Выбрать главу

Я был серой полевой мышью и бежал по своей тропе меж колышущихся высоких стеблей хлеба. Шум, стоявший у меня над головой, оглушал и притуплял мои чувства. Только запахи еще были мне доступны, но не слух. Я не очень боялся. Высокие колосья защитят меня от летучих хищников, а от наземных я ускользну в траве и как обычно замру, пока не минует опасность.

Самое опасное место, это была опушка леса. Расстояние от посевов до леса было незначительным, метров десять, но их еще надо было проскочить. А там под корнями моя нора.

Когда сквозь стебли я уже увидел открытое пространство, я снизил скорость и совсем остановился, прячась за сорняками. Я нюхал воздух и всматривался в темный лес. Не сверкнут ли где глаза. Сверкание, это сразу опасность. Только у опасности светятся во тьме глаза. Я долго просидел, выжидая не начнется ли движение какое-либо. Хищники не железные, они могут долго в засаде сидеть, но не вечно. Даже если мою тропку заметили, высиживать ради меня всю ночь они не будут. Выждав, как мне показалось, достаточно времени, я рывком с места, выбрасывая задними лапками комочки сырой от росы земли, ринулся к лесу. Я был быстр. Не многие бы уследили за моим движением. Скорее я бы слился для них в серую молнию, струящуюся по земле.

Я уже видел корни, под которыми был мой дом.
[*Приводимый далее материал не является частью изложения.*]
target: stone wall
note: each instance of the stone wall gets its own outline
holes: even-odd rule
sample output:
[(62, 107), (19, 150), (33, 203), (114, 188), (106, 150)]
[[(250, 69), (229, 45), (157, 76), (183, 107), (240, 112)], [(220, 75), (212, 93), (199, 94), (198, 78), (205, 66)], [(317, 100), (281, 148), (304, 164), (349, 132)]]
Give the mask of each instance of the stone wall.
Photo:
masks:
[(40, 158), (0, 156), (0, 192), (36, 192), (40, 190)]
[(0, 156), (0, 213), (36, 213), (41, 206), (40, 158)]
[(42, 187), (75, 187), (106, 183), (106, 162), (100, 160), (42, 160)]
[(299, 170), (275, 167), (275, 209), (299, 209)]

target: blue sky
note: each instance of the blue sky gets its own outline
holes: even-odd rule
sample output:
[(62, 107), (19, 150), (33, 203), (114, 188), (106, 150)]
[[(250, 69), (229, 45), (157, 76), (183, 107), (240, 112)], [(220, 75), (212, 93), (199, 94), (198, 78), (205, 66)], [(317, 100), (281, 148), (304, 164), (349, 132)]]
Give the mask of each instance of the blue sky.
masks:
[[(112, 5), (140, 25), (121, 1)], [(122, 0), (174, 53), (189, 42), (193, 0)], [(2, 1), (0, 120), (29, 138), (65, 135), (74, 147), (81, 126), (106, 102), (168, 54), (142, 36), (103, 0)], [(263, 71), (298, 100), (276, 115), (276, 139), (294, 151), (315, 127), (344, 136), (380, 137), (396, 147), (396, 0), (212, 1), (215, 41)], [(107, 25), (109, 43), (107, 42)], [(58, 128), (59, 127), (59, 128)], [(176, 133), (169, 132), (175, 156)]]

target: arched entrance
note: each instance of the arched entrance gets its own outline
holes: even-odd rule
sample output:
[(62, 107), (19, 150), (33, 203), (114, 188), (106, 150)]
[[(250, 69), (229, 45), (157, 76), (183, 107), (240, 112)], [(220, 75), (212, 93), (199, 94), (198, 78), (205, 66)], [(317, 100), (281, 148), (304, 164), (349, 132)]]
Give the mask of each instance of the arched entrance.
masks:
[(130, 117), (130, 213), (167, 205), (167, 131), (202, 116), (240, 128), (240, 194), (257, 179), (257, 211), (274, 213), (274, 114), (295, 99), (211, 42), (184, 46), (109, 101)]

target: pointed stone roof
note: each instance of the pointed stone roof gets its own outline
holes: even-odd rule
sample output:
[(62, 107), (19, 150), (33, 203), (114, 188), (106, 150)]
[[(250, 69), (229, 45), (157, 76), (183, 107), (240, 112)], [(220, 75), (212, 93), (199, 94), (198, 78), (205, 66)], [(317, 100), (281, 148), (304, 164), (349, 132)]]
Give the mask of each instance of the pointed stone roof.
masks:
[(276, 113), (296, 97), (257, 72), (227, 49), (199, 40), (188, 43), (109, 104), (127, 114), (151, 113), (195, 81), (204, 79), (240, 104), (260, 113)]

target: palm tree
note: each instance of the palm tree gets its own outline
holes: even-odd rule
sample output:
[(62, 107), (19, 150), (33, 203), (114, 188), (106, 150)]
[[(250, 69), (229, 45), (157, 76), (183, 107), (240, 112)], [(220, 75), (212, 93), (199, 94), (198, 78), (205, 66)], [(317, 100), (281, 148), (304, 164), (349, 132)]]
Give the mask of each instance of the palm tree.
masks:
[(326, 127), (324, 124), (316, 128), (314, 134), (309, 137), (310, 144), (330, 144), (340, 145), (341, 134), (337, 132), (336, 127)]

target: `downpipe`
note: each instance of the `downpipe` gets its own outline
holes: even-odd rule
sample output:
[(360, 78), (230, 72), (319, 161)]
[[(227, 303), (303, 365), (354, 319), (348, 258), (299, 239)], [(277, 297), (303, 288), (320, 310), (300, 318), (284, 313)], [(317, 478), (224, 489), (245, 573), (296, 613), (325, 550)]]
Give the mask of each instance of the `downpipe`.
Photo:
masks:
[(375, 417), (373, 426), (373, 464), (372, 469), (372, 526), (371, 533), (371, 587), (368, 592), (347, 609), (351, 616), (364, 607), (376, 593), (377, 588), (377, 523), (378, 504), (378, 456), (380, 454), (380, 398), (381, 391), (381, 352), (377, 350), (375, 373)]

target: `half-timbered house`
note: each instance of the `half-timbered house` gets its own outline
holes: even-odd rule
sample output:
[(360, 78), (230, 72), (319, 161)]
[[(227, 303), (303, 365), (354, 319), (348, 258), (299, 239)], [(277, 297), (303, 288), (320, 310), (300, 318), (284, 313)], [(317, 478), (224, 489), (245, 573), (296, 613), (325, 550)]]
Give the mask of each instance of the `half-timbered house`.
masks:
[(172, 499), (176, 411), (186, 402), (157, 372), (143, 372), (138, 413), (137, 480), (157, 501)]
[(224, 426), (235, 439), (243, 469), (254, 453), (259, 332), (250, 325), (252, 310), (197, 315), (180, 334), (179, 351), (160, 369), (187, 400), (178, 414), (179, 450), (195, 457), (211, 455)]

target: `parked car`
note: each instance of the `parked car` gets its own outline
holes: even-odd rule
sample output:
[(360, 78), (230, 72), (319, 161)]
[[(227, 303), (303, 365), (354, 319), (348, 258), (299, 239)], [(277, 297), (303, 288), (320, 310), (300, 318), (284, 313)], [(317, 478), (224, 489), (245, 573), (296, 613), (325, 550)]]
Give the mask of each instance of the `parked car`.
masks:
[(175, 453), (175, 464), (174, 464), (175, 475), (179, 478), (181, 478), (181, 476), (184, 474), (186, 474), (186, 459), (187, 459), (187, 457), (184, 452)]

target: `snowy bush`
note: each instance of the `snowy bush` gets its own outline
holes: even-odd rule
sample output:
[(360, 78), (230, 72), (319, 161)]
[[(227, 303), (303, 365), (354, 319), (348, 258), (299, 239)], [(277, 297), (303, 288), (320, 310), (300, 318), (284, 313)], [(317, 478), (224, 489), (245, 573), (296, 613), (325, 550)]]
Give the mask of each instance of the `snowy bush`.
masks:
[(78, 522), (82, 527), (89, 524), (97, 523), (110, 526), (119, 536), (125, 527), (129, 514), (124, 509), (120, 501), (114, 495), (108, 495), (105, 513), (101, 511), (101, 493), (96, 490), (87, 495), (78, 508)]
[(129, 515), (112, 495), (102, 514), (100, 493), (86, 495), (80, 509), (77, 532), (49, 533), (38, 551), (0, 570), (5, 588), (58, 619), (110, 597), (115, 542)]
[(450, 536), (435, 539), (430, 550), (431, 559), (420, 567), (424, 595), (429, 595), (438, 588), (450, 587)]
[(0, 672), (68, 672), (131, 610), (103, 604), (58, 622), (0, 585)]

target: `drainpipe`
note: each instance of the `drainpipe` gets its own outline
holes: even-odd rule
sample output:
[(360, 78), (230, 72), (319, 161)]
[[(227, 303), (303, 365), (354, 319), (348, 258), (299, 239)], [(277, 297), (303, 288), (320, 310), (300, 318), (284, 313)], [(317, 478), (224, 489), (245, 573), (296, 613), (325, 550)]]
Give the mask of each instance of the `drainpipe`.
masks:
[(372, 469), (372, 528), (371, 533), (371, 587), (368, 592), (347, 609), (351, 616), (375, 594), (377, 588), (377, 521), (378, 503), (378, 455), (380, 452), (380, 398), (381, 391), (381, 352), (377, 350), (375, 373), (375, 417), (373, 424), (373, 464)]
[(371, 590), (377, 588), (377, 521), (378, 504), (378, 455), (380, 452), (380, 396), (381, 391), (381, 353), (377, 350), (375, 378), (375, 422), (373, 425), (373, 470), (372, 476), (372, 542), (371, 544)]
Где меня ждала подружка с моими детьми. Шестеро. Шестеро будущих родственников, которые будут меня узнавать и признавать старшим. Шестеро, чьи дети тоже будут признавать меня за своего и не прогонят из своей норы, когда придет беда и надо будет укрыться от хищника. Дом был так рядом, когда мои бока пронзила страшная боль и всего меня буквально вкатало в землю. Следующая боль пронзила мне шею и я чувствовал, как рвутся с хрустом мои сухожилья, выбираемые из нее. Последнее, что я мог сделать для тех шестерых, это закричать им о своей боли. Я никогда не узнал, услышали они меня или нет. Мою шею буквально перекусил страшный клюв совы и под хруст собственных позвонков я умер.

В понедельник с утра станция трансляции была с утра опробована, а в обед я уже был арестован. Меня поместили в одиночной камере городской тюрьмы. Ничего мне, конечно, никто не объяснял. До ночи меня никто не беспокоил. Когда за окном стемнело, двери камеры с лязгом открылись и ко мне внесли стул, и следом за солдатом вошел глядящий в штатском, но явно в высоком чине.

- Здравствуй Артем. - сказал мне незнакомец, присаживаясь. - Разговор у нас будет недолгим. Я оставлю тебе ручку и бумагу, и ты сам все подробно распишешь, кто руководил установкой трансляционной башни, какая была в этом твоя роль и, почему вовремя не доложил. Все понятно? Эти три вопроса постарайся изложить подробно. Это важно. Если что еще важное на твой взгляд вспомнишь, тоже пиши. Но сильно не старайся. Всех уже обработали, все дали показания. Начальник завода попытался покончить с собой, но вовремя успели. Мы ему такого удовольствия не доставим, самому уйти. На вот…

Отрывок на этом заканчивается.